Primeira vez do quê, perguntei, estranhando. Desse jogo, ele disse e me deixou ainda mais confusa.
Você quer me explicar em que consiste esse jogo? Perguntei já meio puta.
É que por esta noite você é minha parceira.
Sua parceira? falei, surpresa... Parceira pra quê, até onde...
Pra tudo que a gente quiser, ele respondeu com uma naturalidade foda, pra viver nossas fantasias se você quiser.
Olhei em volta procurando meu marido, mas ele não tava. Jean me disse que Acabava de sair com a Dana, a esposa do Marco Antônio.
—Não fica assim — ele me disse —, se acalma... — e me oferecia um comprimido. — Com isso você vai relaxar. Vamos curtir juntos.

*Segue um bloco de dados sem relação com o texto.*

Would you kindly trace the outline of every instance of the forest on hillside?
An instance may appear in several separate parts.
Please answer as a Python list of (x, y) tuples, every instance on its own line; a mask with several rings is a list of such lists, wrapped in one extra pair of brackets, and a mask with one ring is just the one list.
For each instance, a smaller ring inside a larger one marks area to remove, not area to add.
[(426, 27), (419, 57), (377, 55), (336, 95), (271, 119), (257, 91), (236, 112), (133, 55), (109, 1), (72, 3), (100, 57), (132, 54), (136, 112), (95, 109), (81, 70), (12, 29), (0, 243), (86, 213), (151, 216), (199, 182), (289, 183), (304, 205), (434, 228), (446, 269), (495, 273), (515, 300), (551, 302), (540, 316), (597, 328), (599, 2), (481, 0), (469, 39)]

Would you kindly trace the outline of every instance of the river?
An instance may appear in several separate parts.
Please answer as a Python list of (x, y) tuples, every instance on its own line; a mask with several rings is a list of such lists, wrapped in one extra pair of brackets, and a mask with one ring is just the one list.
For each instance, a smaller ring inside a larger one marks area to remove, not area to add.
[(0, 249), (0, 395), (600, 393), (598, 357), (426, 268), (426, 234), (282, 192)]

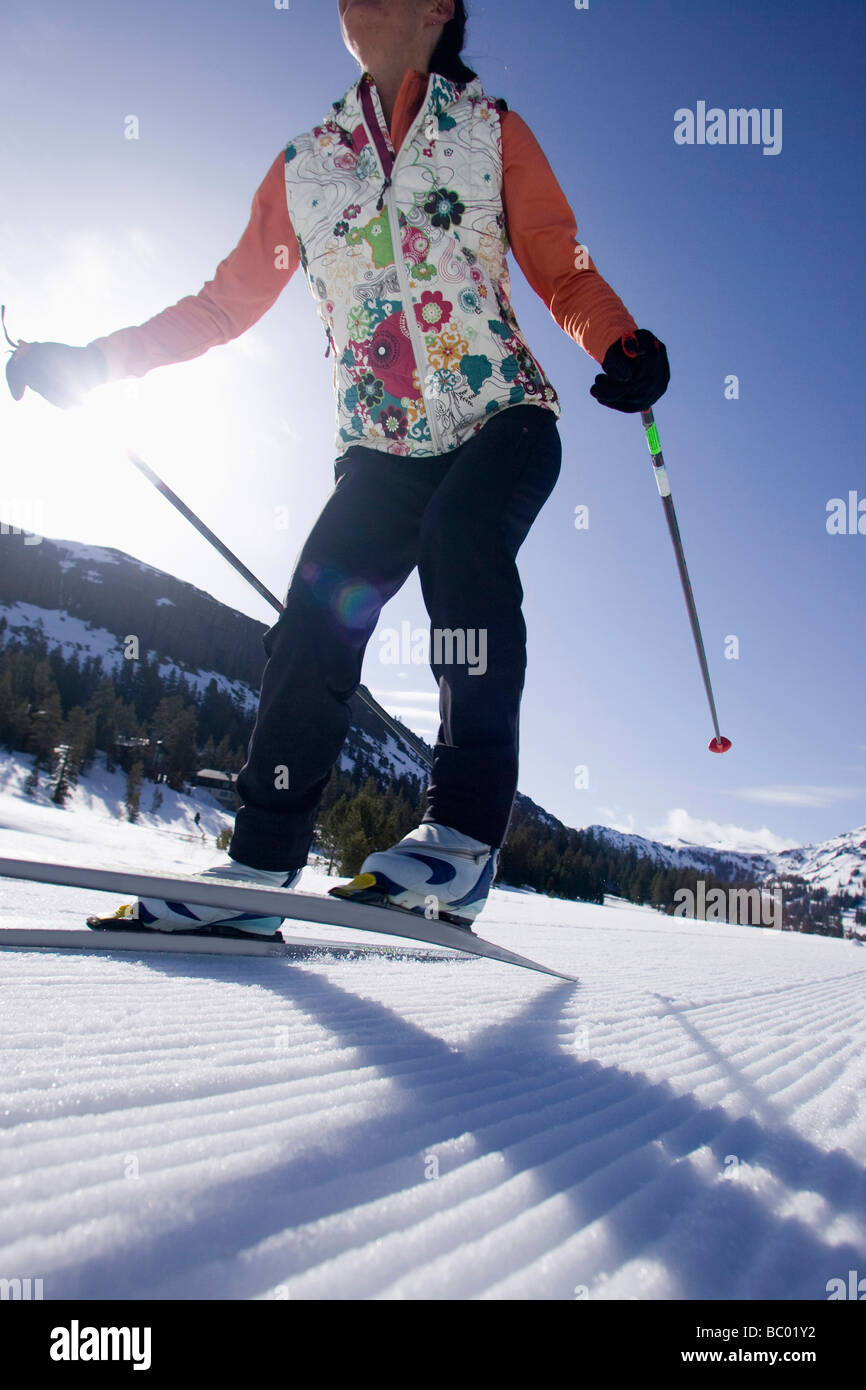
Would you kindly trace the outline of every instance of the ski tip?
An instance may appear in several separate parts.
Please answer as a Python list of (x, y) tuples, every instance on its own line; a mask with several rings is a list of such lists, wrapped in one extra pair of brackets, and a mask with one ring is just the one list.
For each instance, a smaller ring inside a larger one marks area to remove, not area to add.
[(708, 744), (711, 753), (727, 753), (731, 747), (731, 740), (725, 738), (724, 734), (719, 734), (718, 738), (711, 738)]

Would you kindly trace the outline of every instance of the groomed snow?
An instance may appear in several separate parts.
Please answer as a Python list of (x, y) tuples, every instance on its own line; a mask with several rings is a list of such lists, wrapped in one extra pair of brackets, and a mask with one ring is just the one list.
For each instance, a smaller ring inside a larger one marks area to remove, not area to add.
[[(102, 777), (61, 811), (3, 759), (0, 854), (219, 858), (205, 793), (135, 827)], [(0, 896), (19, 926), (117, 901)], [(515, 890), (479, 927), (580, 986), (0, 952), (0, 1277), (46, 1299), (824, 1300), (866, 1274), (864, 948)]]

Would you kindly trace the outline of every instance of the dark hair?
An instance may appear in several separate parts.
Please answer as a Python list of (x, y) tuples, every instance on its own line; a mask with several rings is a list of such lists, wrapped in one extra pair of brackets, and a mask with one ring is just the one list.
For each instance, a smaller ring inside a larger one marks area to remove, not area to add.
[(449, 19), (442, 30), (439, 42), (430, 59), (430, 71), (447, 77), (449, 82), (471, 82), (478, 74), (462, 61), (463, 43), (466, 35), (466, 6), (463, 0), (454, 0), (454, 17)]

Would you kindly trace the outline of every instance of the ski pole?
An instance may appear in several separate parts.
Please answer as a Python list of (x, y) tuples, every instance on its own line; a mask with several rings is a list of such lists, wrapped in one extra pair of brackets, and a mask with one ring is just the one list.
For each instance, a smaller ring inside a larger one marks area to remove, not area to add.
[(711, 753), (727, 753), (728, 749), (731, 746), (731, 740), (729, 738), (725, 738), (724, 734), (719, 732), (719, 718), (716, 714), (716, 702), (713, 699), (713, 687), (710, 681), (709, 667), (707, 666), (707, 654), (704, 650), (704, 639), (701, 636), (701, 625), (698, 622), (698, 613), (695, 607), (694, 594), (692, 593), (691, 580), (689, 579), (689, 572), (686, 568), (686, 557), (683, 552), (683, 542), (682, 537), (680, 536), (680, 528), (677, 522), (677, 514), (674, 511), (674, 499), (671, 496), (671, 485), (668, 480), (667, 469), (665, 468), (664, 456), (662, 454), (662, 446), (659, 443), (659, 432), (656, 428), (655, 417), (653, 416), (651, 410), (642, 410), (640, 413), (640, 418), (641, 423), (643, 424), (643, 427), (646, 431), (646, 440), (647, 444), (649, 445), (650, 455), (652, 456), (656, 484), (658, 486), (659, 496), (662, 499), (662, 506), (665, 509), (665, 516), (667, 517), (668, 522), (668, 530), (671, 533), (671, 540), (673, 541), (674, 545), (674, 554), (677, 558), (677, 568), (680, 572), (680, 582), (683, 586), (683, 594), (685, 595), (686, 608), (689, 612), (689, 622), (692, 625), (692, 636), (695, 639), (695, 648), (697, 649), (698, 653), (698, 661), (701, 664), (701, 674), (704, 678), (704, 689), (707, 692), (707, 700), (709, 701), (710, 705), (710, 714), (713, 718), (713, 728), (716, 731), (715, 738), (710, 739), (708, 745), (709, 750)]
[[(165, 498), (165, 500), (167, 502), (170, 502), (171, 505), (177, 511), (180, 512), (181, 516), (186, 517), (187, 521), (190, 523), (190, 525), (195, 527), (199, 535), (204, 536), (205, 540), (213, 546), (214, 550), (218, 551), (219, 554), (222, 555), (223, 559), (227, 560), (228, 563), (232, 566), (232, 568), (237, 570), (238, 574), (241, 575), (253, 589), (255, 589), (257, 594), (259, 594), (263, 599), (265, 599), (266, 602), (269, 603), (272, 608), (275, 608), (278, 613), (282, 613), (283, 604), (280, 603), (280, 600), (276, 597), (276, 595), (272, 594), (270, 589), (265, 588), (262, 581), (256, 578), (252, 570), (247, 569), (243, 560), (239, 560), (237, 555), (235, 555), (234, 551), (229, 550), (228, 546), (220, 540), (219, 536), (215, 535), (214, 532), (210, 529), (210, 527), (206, 526), (205, 523), (201, 520), (201, 518), (196, 516), (192, 508), (188, 507), (186, 503), (182, 500), (182, 498), (178, 497), (176, 492), (172, 492), (171, 488), (168, 486), (168, 483), (164, 483), (162, 478), (160, 478), (159, 474), (154, 473), (150, 465), (145, 463), (144, 459), (140, 458), (139, 455), (134, 453), (132, 449), (127, 449), (126, 454), (130, 463), (138, 469), (139, 473), (143, 473), (145, 478), (147, 478), (148, 482), (153, 483), (153, 486), (156, 488), (157, 492), (162, 493), (162, 496)], [(418, 754), (419, 758), (423, 759), (427, 767), (432, 767), (433, 759), (430, 756), (430, 753), (428, 752), (425, 745), (421, 742), (421, 739), (418, 738), (415, 734), (413, 734), (411, 729), (404, 728), (403, 726), (397, 723), (396, 719), (392, 719), (388, 711), (386, 709), (383, 709), (377, 700), (373, 699), (373, 696), (370, 694), (366, 686), (359, 685), (357, 695), (360, 700), (363, 700), (364, 704), (367, 706), (368, 709), (372, 710), (372, 712), (375, 715), (378, 715), (378, 717), (382, 720), (382, 723), (385, 724), (385, 726), (388, 729), (390, 729), (392, 734), (396, 734), (396, 736), (398, 738), (401, 738), (404, 741), (404, 743), (408, 743)]]
[(172, 492), (168, 483), (164, 483), (162, 481), (162, 478), (160, 478), (159, 474), (154, 473), (153, 469), (145, 463), (144, 459), (139, 458), (138, 454), (134, 454), (131, 449), (127, 449), (126, 452), (129, 456), (130, 463), (134, 464), (134, 466), (138, 469), (139, 473), (144, 474), (148, 482), (153, 483), (157, 492), (161, 492), (166, 501), (170, 502), (171, 505), (174, 508), (176, 508), (177, 511), (180, 512), (181, 516), (186, 517), (187, 521), (195, 527), (199, 535), (204, 536), (205, 540), (210, 542), (214, 550), (219, 551), (220, 555), (222, 555), (224, 560), (228, 560), (229, 564), (237, 570), (238, 574), (243, 576), (247, 583), (255, 589), (257, 594), (260, 594), (261, 597), (265, 599), (271, 605), (272, 608), (276, 608), (278, 613), (282, 613), (283, 605), (280, 603), (280, 600), (276, 598), (274, 594), (271, 593), (270, 589), (265, 588), (264, 584), (260, 579), (256, 579), (256, 576), (253, 574), (252, 570), (247, 569), (243, 560), (239, 560), (237, 555), (235, 555), (233, 551), (229, 550), (227, 545), (223, 544), (219, 536), (214, 535), (210, 527), (206, 526), (204, 522), (201, 520), (201, 518), (196, 516), (195, 512), (192, 511), (180, 497), (178, 497), (176, 492)]

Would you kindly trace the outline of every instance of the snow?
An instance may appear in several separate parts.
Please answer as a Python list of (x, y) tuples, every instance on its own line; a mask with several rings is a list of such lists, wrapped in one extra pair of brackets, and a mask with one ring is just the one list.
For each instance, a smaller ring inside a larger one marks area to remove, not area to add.
[(3, 603), (0, 604), (0, 617), (9, 624), (0, 643), (16, 636), (26, 639), (36, 633), (46, 639), (52, 651), (59, 647), (66, 660), (76, 654), (94, 656), (106, 671), (123, 660), (123, 644), (113, 632), (94, 627), (61, 609), (37, 608), (33, 603)]
[[(0, 853), (6, 858), (45, 859), (56, 863), (89, 863), (102, 868), (141, 867), (138, 856), (169, 855), (166, 864), (176, 872), (193, 861), (206, 868), (220, 856), (216, 836), (232, 817), (204, 788), (182, 796), (170, 787), (143, 782), (139, 823), (126, 819), (126, 774), (108, 772), (100, 757), (82, 779), (65, 808), (50, 799), (46, 779), (36, 796), (27, 796), (24, 783), (30, 759), (0, 750)], [(154, 795), (162, 805), (154, 814)], [(200, 824), (196, 826), (198, 812)], [(203, 841), (210, 837), (210, 846)], [(195, 869), (192, 870), (195, 872)], [(4, 902), (6, 894), (3, 894)], [(80, 924), (79, 924), (80, 925)]]
[(802, 875), (813, 887), (826, 888), (828, 893), (849, 885), (866, 892), (866, 825), (819, 845), (787, 850), (778, 860), (783, 870)]
[(77, 541), (52, 541), (60, 550), (66, 551), (72, 556), (70, 560), (61, 560), (62, 570), (74, 569), (76, 565), (82, 564), (86, 560), (94, 560), (100, 565), (120, 564), (120, 555), (115, 550), (105, 550), (99, 545), (79, 545)]
[(732, 868), (752, 882), (778, 881), (796, 874), (806, 879), (811, 888), (826, 888), (828, 893), (846, 889), (852, 893), (866, 891), (866, 826), (847, 830), (818, 845), (795, 845), (780, 851), (720, 849), (709, 844), (697, 845), (685, 840), (660, 842), (642, 835), (613, 830), (604, 825), (590, 825), (599, 840), (616, 849), (633, 849), (636, 854), (654, 859), (664, 865), (679, 868), (692, 866), (709, 869), (727, 877)]
[[(116, 774), (59, 810), (25, 773), (0, 760), (0, 854), (220, 857), (205, 792), (139, 827)], [(0, 895), (16, 926), (116, 901)], [(46, 1299), (824, 1300), (866, 1272), (866, 950), (510, 889), (479, 929), (580, 986), (0, 951), (0, 1274)]]
[(81, 565), (87, 561), (96, 565), (119, 565), (132, 562), (138, 569), (147, 574), (161, 574), (161, 570), (154, 569), (153, 565), (147, 565), (143, 560), (137, 560), (134, 555), (128, 555), (125, 550), (109, 550), (103, 545), (82, 545), (80, 541), (66, 541), (58, 537), (50, 537), (49, 543), (56, 545), (58, 550), (64, 551), (70, 558), (60, 561), (60, 568), (64, 570), (73, 569), (76, 565)]
[[(401, 747), (390, 730), (383, 730), (381, 738), (373, 738), (363, 729), (356, 731), (357, 750), (370, 758), (382, 771), (389, 771), (393, 777), (413, 777), (416, 781), (426, 773), (421, 760), (411, 749)], [(340, 754), (337, 767), (340, 772), (351, 772), (357, 753)]]
[[(96, 577), (96, 582), (102, 582), (99, 576)], [(170, 603), (171, 599), (157, 599), (158, 605)], [(125, 660), (126, 638), (118, 637), (107, 628), (95, 627), (82, 618), (64, 612), (63, 609), (38, 608), (33, 603), (0, 603), (0, 617), (5, 617), (9, 624), (6, 633), (0, 635), (0, 646), (4, 641), (8, 642), (15, 637), (26, 640), (34, 634), (41, 634), (49, 650), (59, 649), (66, 660), (75, 655), (82, 660), (96, 657), (102, 662), (102, 669), (106, 674), (115, 670)], [(148, 661), (153, 661), (156, 653), (146, 651), (141, 655)], [(250, 686), (244, 681), (229, 680), (219, 671), (191, 670), (179, 666), (174, 661), (160, 661), (158, 669), (164, 678), (172, 673), (182, 677), (191, 690), (197, 690), (200, 694), (204, 694), (210, 682), (214, 680), (217, 688), (236, 700), (244, 710), (252, 713), (258, 706), (258, 694)]]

À indignação se somou o medo, porque estávamos ficando sozinhos na casa. Ele me mostrou a chave do carro do meu marido e disse: — Vamos no seu carro, quer ir dançar?
Eu queria sair dali, mas não ia sair com aquela pessoa. Não estava disposta a aceitar. Então ele me pegou pelo braço e, ao notar certa resistência, me pressionou dizendo:
— Olha, não vou ficar aqui feito um idiota só porque você resolveu ser uma santinha. Seu marido devia ter te avisado antes, e se não avisou, reclame com ele, porque ele topou o jogo e já está se divertindo. Agora pensa bem: a gente faz do jeito fácil ou você prefere o caminho difícil? Talvez eu tenha que apelar pra força...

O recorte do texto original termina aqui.